August 3rd, 2016

August 3rd, 2016


SHERMAN — Michael Luzi, owner of the Sherman IGA grocery store, has always liked the little guy. For decades he’s carried foods from small or local farms with no markup to get the word out, to get businesses started. On Saturday, he’s doing it again, but this time the little guy is a “little g.”

The Sherman IGA will host a tasting of “little g” ice cream Saturday, where the founder of the brand, 17-year-old Grace Connor, will be on hand scooping Triple Cookie Dough, Sea Salt Fudge Chunk and Strawberry Shortcake, among several other flavors.

The first delivery of 150 pints ice cream that Connor made in a rented commercial kitchen in Boston will be for sale Saturday. She’s been making the ice cream by hand and slinging it at Boston area markets for six months now. But she’s never worked with anyone like Luzi, she said.

“He’s amazing,” she said. “He’s been so supportive.”

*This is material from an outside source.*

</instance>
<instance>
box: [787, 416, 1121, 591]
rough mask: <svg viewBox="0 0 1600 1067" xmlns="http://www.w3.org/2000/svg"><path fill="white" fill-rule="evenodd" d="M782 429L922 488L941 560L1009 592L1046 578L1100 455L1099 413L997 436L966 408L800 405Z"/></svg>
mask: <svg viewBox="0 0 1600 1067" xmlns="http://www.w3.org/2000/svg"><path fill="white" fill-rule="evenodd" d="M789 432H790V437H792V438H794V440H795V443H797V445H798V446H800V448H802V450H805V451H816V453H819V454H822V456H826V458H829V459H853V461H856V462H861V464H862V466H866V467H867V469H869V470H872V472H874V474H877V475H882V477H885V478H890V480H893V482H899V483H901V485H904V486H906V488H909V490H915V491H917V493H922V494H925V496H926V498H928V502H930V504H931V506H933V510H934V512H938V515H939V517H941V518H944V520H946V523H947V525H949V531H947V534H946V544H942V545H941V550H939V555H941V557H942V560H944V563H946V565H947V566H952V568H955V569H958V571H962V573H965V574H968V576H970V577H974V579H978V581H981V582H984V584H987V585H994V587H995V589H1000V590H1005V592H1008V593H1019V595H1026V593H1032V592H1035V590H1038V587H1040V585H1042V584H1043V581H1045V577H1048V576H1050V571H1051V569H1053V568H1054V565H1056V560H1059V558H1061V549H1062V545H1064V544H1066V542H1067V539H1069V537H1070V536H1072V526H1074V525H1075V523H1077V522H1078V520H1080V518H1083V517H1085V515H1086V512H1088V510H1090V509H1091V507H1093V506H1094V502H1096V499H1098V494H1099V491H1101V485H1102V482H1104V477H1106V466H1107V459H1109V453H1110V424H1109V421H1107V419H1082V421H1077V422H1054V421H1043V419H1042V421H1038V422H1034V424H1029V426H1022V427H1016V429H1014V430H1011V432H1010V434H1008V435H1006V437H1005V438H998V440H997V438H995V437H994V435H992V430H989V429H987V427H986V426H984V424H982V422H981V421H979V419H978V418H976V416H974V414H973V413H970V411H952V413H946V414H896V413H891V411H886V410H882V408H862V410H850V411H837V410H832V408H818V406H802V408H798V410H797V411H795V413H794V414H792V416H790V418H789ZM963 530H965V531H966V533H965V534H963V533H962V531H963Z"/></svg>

While Connor’s ice cream, which she makes all by herself — by hand, from scratch, with her own recipes — is for sale at three Massachusetts markets, where it’s priced at $12, $13 and $14 a pint, it has yet to be for sale outside of her home state.

In Sherman, you’ll be able to get a pint of little g for $9.

“I feel like, as small businesses, we need to help each other,” Luzi said. “She’s the small guy trying to compete with the big guys.”

Connor’s business is very small; her market presence in Sherman will be her first outside of Massachusetts.

As Connor started her business, filed paperwork, and gathered licenses, her grandparents — who live in Sherman — kept talking about her.

“My grandparents like to talk about their grandchildren,” Connor said.

The minute Luzi heard about the hard-working teen, he wanted to get little g on his shelves, he said.

So starting Saturday, little g will be in its fourth store.

While other high schoolers are struggle to keep up with their school work, Connor gets hers done during the school day, so she can set up a shipping network to get her ice cream to more people, while she calls and emails stores to see if she can get on shelves.

Most of the work is office work, she said, adding that she spends weekends making ice cream.

While her dad helps deliver the ice cream, and sometimes family members help her clean up, Connor said little g is a business all her own.

“I top every pint myself,” she said.

And if you like what you taste at the Sherman IGA on Saturday from 10 a.m. to 3 p.m., you can pick up a pint — at wholesale price — at any time.